Analysis of Vector Code Offloading Framework in Heterogeneous Cloud and Edge Architectures

Smartphones are computationally constrained compared with server devices due to their size and limited battery-based power. Compute-intensive tasks are often offloaded from smartphones to high-performance computing opportunities provided by nearby high-end cloud and edge servers. ARM architectures dominate smartphones, while x86 dominate server devices. The difference in architectures requires dynamic binary translation (DBT) of compiled code migration, which increases the task execution time on the cloud servers. Multimedia applications contain a large number of vector instructions (single instruction multiple data) that are compute and resource intensive.
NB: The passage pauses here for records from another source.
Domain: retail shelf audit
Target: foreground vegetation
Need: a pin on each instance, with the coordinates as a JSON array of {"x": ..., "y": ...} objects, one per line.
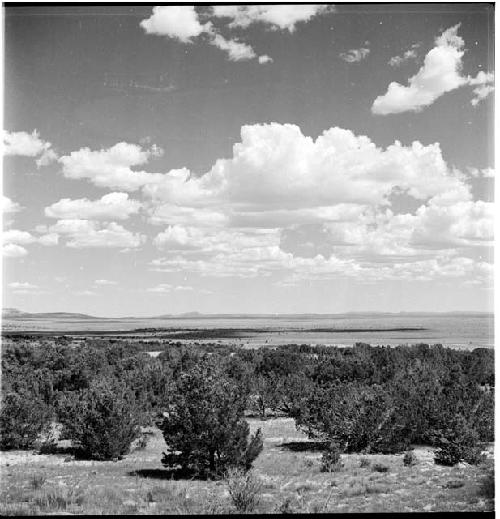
[
  {"x": 288, "y": 476},
  {"x": 118, "y": 431}
]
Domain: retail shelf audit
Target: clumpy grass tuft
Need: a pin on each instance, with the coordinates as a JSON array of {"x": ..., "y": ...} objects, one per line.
[{"x": 244, "y": 489}]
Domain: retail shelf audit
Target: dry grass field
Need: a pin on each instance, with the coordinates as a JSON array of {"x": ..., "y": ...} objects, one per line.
[{"x": 288, "y": 475}]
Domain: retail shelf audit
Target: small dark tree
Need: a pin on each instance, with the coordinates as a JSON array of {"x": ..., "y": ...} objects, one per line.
[
  {"x": 102, "y": 420},
  {"x": 458, "y": 442},
  {"x": 23, "y": 417},
  {"x": 358, "y": 418},
  {"x": 204, "y": 426}
]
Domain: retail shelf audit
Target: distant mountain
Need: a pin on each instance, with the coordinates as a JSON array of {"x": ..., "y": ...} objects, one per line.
[{"x": 14, "y": 313}]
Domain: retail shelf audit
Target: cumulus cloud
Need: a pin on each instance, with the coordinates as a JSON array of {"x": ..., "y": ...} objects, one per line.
[
  {"x": 8, "y": 206},
  {"x": 315, "y": 208},
  {"x": 91, "y": 234},
  {"x": 481, "y": 92},
  {"x": 180, "y": 22},
  {"x": 28, "y": 145},
  {"x": 183, "y": 23},
  {"x": 111, "y": 167},
  {"x": 277, "y": 168},
  {"x": 236, "y": 50},
  {"x": 284, "y": 17},
  {"x": 355, "y": 55},
  {"x": 440, "y": 73},
  {"x": 482, "y": 173},
  {"x": 14, "y": 242},
  {"x": 411, "y": 53},
  {"x": 113, "y": 206},
  {"x": 265, "y": 59}
]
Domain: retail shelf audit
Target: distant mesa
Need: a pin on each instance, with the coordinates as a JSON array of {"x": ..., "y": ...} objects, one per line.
[{"x": 14, "y": 313}]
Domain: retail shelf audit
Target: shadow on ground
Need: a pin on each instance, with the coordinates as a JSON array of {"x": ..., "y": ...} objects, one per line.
[
  {"x": 165, "y": 474},
  {"x": 304, "y": 446}
]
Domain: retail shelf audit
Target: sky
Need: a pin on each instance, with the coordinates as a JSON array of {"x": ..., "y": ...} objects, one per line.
[{"x": 248, "y": 159}]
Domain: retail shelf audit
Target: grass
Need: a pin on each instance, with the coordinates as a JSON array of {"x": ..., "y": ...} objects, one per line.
[{"x": 290, "y": 481}]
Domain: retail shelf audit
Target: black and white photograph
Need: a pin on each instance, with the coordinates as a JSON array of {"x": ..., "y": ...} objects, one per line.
[{"x": 248, "y": 258}]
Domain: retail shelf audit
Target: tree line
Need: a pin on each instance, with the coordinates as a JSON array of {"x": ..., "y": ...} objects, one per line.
[{"x": 359, "y": 399}]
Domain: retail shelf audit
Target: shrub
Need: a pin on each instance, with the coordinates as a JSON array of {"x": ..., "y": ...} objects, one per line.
[
  {"x": 409, "y": 459},
  {"x": 23, "y": 417},
  {"x": 102, "y": 420},
  {"x": 364, "y": 463},
  {"x": 37, "y": 481},
  {"x": 330, "y": 461},
  {"x": 379, "y": 467},
  {"x": 244, "y": 489},
  {"x": 487, "y": 487},
  {"x": 459, "y": 442},
  {"x": 204, "y": 427}
]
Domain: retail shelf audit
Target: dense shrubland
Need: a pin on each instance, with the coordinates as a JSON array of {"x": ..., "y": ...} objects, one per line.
[{"x": 360, "y": 399}]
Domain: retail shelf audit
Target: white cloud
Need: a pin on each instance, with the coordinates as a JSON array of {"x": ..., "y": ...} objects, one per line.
[
  {"x": 265, "y": 59},
  {"x": 440, "y": 73},
  {"x": 13, "y": 241},
  {"x": 19, "y": 237},
  {"x": 481, "y": 92},
  {"x": 482, "y": 173},
  {"x": 258, "y": 203},
  {"x": 8, "y": 206},
  {"x": 183, "y": 23},
  {"x": 274, "y": 16},
  {"x": 113, "y": 206},
  {"x": 355, "y": 55},
  {"x": 48, "y": 239},
  {"x": 411, "y": 53},
  {"x": 28, "y": 145},
  {"x": 236, "y": 50},
  {"x": 90, "y": 234},
  {"x": 180, "y": 22},
  {"x": 111, "y": 167},
  {"x": 276, "y": 168},
  {"x": 105, "y": 282}
]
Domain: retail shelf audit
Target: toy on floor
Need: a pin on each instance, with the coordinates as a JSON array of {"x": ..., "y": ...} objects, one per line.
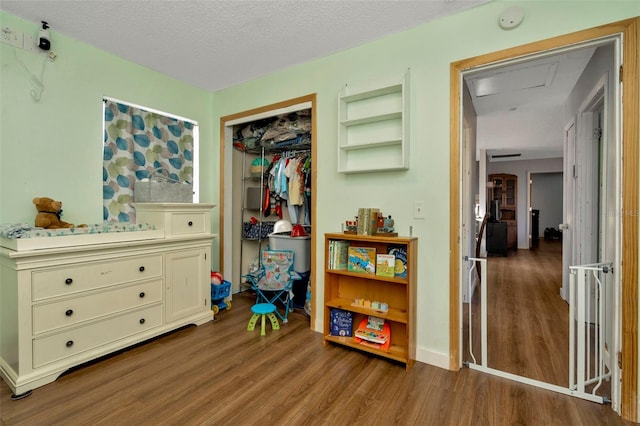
[{"x": 219, "y": 290}]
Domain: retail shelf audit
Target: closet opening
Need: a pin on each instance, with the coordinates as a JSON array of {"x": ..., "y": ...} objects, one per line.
[{"x": 267, "y": 188}]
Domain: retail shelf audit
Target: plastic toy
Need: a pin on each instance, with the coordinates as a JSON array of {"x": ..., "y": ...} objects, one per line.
[{"x": 220, "y": 289}]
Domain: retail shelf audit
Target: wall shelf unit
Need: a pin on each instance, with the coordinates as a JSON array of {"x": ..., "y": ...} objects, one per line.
[
  {"x": 342, "y": 287},
  {"x": 374, "y": 127}
]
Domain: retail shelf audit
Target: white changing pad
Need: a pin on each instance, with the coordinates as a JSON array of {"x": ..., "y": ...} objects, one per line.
[{"x": 24, "y": 237}]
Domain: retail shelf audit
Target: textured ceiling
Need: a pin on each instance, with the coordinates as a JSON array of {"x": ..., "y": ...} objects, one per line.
[{"x": 220, "y": 43}]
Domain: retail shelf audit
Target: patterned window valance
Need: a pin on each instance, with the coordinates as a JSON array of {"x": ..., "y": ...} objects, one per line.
[{"x": 137, "y": 143}]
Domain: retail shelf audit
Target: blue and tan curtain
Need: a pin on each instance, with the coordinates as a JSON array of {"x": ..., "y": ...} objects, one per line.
[{"x": 137, "y": 144}]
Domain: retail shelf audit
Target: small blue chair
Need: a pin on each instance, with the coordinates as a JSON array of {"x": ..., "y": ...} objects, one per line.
[
  {"x": 273, "y": 282},
  {"x": 263, "y": 310}
]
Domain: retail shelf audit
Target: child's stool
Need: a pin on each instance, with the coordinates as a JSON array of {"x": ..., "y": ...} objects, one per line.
[{"x": 262, "y": 310}]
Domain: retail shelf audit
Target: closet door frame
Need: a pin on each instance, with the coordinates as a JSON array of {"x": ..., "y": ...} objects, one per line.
[{"x": 226, "y": 181}]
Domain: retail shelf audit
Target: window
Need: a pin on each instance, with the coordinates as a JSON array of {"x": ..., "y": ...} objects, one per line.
[{"x": 140, "y": 143}]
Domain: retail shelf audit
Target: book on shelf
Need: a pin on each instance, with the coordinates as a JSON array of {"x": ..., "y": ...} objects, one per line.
[
  {"x": 385, "y": 265},
  {"x": 362, "y": 259},
  {"x": 400, "y": 265},
  {"x": 367, "y": 221},
  {"x": 373, "y": 332},
  {"x": 339, "y": 254}
]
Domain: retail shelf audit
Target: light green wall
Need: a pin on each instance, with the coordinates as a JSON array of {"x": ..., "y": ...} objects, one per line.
[
  {"x": 428, "y": 51},
  {"x": 54, "y": 147}
]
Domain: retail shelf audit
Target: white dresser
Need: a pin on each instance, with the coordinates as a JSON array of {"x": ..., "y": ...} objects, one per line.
[{"x": 63, "y": 305}]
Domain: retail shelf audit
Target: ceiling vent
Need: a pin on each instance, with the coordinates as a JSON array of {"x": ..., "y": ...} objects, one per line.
[
  {"x": 505, "y": 155},
  {"x": 526, "y": 77}
]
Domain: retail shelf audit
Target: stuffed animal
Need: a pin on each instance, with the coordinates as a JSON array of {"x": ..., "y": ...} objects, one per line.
[{"x": 49, "y": 212}]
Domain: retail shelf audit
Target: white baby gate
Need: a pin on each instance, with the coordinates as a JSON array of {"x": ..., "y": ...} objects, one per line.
[{"x": 584, "y": 369}]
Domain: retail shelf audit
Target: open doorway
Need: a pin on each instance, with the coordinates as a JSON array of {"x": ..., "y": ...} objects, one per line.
[
  {"x": 627, "y": 399},
  {"x": 530, "y": 331}
]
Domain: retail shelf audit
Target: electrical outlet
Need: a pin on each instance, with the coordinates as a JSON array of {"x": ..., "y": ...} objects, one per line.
[
  {"x": 11, "y": 37},
  {"x": 418, "y": 209}
]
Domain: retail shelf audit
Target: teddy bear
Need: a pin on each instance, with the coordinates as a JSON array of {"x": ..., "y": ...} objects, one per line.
[{"x": 49, "y": 212}]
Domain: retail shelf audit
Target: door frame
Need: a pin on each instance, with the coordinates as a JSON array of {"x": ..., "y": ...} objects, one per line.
[
  {"x": 226, "y": 179},
  {"x": 630, "y": 31}
]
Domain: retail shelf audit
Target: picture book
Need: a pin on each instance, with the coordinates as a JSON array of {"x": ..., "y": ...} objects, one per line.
[
  {"x": 362, "y": 259},
  {"x": 400, "y": 254},
  {"x": 385, "y": 265},
  {"x": 378, "y": 337},
  {"x": 341, "y": 322}
]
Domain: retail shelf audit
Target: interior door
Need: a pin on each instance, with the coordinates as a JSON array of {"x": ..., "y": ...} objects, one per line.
[{"x": 568, "y": 208}]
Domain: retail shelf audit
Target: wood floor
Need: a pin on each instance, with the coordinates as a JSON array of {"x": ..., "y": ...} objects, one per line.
[
  {"x": 528, "y": 322},
  {"x": 219, "y": 373}
]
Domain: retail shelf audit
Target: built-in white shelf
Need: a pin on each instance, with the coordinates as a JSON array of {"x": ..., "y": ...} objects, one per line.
[{"x": 374, "y": 122}]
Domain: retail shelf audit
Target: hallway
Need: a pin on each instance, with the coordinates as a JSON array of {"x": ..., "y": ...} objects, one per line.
[{"x": 528, "y": 321}]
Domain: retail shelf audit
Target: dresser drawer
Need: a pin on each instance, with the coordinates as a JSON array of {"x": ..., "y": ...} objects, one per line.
[
  {"x": 77, "y": 340},
  {"x": 49, "y": 316},
  {"x": 189, "y": 223},
  {"x": 87, "y": 276}
]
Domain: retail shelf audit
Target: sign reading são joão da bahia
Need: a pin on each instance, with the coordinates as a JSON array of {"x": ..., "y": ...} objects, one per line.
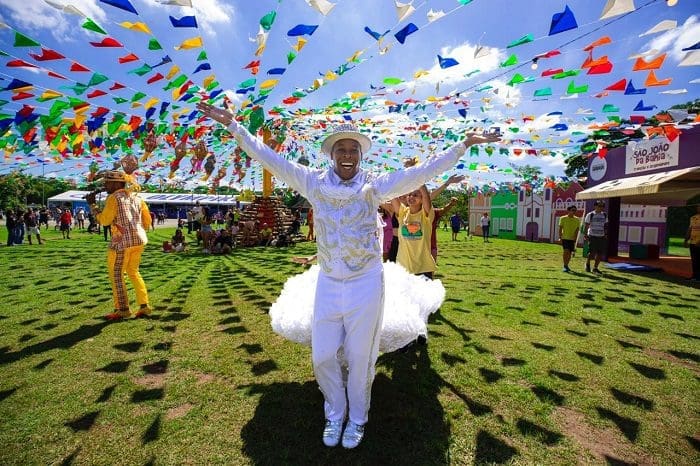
[{"x": 651, "y": 155}]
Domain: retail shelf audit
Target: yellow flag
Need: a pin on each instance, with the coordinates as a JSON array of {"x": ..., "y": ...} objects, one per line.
[
  {"x": 355, "y": 56},
  {"x": 151, "y": 102},
  {"x": 138, "y": 27},
  {"x": 192, "y": 43},
  {"x": 300, "y": 44},
  {"x": 270, "y": 83},
  {"x": 208, "y": 80},
  {"x": 50, "y": 94}
]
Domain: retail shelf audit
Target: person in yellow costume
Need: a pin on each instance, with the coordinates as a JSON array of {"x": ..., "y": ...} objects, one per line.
[{"x": 129, "y": 218}]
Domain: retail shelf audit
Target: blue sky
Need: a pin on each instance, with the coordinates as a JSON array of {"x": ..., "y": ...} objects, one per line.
[{"x": 229, "y": 29}]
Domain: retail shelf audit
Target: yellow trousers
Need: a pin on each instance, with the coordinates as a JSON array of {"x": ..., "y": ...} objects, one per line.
[{"x": 119, "y": 262}]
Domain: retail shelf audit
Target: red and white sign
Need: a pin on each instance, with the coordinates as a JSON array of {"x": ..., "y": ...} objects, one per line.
[{"x": 649, "y": 155}]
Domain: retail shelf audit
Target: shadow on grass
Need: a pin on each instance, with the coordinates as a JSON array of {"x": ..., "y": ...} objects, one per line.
[
  {"x": 406, "y": 423},
  {"x": 58, "y": 342}
]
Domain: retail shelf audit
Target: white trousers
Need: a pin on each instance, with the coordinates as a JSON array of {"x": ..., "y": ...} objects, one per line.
[{"x": 347, "y": 313}]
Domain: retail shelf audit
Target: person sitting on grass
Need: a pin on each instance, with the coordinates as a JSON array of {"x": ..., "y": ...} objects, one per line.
[
  {"x": 223, "y": 244},
  {"x": 178, "y": 241}
]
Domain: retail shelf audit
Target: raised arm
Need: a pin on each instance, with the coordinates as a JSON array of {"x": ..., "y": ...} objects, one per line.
[
  {"x": 402, "y": 181},
  {"x": 425, "y": 197},
  {"x": 295, "y": 175},
  {"x": 451, "y": 180}
]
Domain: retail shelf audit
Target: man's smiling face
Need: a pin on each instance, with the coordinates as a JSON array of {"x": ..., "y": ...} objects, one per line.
[{"x": 346, "y": 155}]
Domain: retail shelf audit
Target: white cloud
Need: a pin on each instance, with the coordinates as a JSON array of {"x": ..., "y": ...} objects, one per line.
[
  {"x": 679, "y": 38},
  {"x": 454, "y": 75},
  {"x": 35, "y": 15},
  {"x": 209, "y": 13}
]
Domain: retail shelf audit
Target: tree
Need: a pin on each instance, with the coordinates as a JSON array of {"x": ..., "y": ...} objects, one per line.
[{"x": 577, "y": 167}]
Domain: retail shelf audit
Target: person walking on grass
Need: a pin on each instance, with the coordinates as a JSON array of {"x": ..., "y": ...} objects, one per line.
[
  {"x": 33, "y": 227},
  {"x": 350, "y": 289},
  {"x": 596, "y": 233},
  {"x": 569, "y": 225},
  {"x": 692, "y": 241},
  {"x": 485, "y": 227},
  {"x": 66, "y": 220},
  {"x": 129, "y": 218}
]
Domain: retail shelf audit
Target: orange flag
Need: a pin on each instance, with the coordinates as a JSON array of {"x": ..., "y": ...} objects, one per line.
[
  {"x": 653, "y": 81},
  {"x": 654, "y": 64}
]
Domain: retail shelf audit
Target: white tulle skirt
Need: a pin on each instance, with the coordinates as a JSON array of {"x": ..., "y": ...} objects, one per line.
[{"x": 408, "y": 301}]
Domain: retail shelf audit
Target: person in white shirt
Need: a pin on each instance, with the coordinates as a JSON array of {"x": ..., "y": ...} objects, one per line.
[
  {"x": 596, "y": 233},
  {"x": 485, "y": 227},
  {"x": 350, "y": 290}
]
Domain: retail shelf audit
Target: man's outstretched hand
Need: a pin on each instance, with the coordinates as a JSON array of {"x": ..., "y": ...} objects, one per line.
[
  {"x": 215, "y": 113},
  {"x": 471, "y": 139}
]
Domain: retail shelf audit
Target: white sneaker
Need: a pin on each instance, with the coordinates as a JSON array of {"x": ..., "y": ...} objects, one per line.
[
  {"x": 331, "y": 433},
  {"x": 353, "y": 435}
]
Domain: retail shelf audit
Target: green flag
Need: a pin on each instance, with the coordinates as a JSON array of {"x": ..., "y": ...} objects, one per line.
[
  {"x": 267, "y": 20},
  {"x": 23, "y": 41},
  {"x": 97, "y": 78},
  {"x": 521, "y": 41},
  {"x": 512, "y": 60},
  {"x": 90, "y": 25},
  {"x": 154, "y": 45}
]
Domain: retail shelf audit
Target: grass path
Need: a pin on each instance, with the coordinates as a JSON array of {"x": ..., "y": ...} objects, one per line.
[{"x": 525, "y": 364}]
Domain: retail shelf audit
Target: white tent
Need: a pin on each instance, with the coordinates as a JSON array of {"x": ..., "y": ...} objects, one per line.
[{"x": 182, "y": 199}]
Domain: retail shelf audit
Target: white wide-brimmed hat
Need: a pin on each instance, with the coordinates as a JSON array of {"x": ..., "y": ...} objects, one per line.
[{"x": 345, "y": 131}]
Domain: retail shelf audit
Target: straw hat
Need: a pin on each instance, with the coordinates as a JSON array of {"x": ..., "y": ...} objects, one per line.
[
  {"x": 114, "y": 175},
  {"x": 345, "y": 131}
]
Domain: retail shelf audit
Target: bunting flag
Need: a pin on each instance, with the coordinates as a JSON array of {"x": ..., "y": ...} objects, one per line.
[
  {"x": 410, "y": 28},
  {"x": 563, "y": 21},
  {"x": 447, "y": 62},
  {"x": 193, "y": 43},
  {"x": 377, "y": 36},
  {"x": 92, "y": 115},
  {"x": 122, "y": 5},
  {"x": 617, "y": 7},
  {"x": 184, "y": 22},
  {"x": 301, "y": 30},
  {"x": 322, "y": 6}
]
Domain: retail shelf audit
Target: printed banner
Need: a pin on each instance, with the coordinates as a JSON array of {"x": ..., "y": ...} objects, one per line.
[{"x": 651, "y": 155}]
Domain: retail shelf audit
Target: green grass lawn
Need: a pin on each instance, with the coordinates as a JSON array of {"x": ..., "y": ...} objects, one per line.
[{"x": 524, "y": 365}]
Vector instructions optimize application execution by parallel processing multiple data points in a single instruction. However, DBT of vector instructions losses the parallelism and optimization due to vector-scalar translations. We present and analyze a framework for pre-compiled vector instruction translation and offloading in heterogeneous compute architectures that avoids the execution overhead of compiled code offloading. The framework maps and translates ARM vector intrinsics to x86 vector intrinsics such that an application programmed for ARM architecture can be executed on the x86 architecture without any modification. We analyze the code offloading framework with static code analysis to determine the optimal compilers and corresponding compilation parameters. Moreover, we analyze the overhead of the vector instruction translator and application profiler. Furthermore, the comparative analysis based on increasing computational sizes reveals that our framework provides 78.8% energy efficiency as compared with existing code translation and offloading frameworks.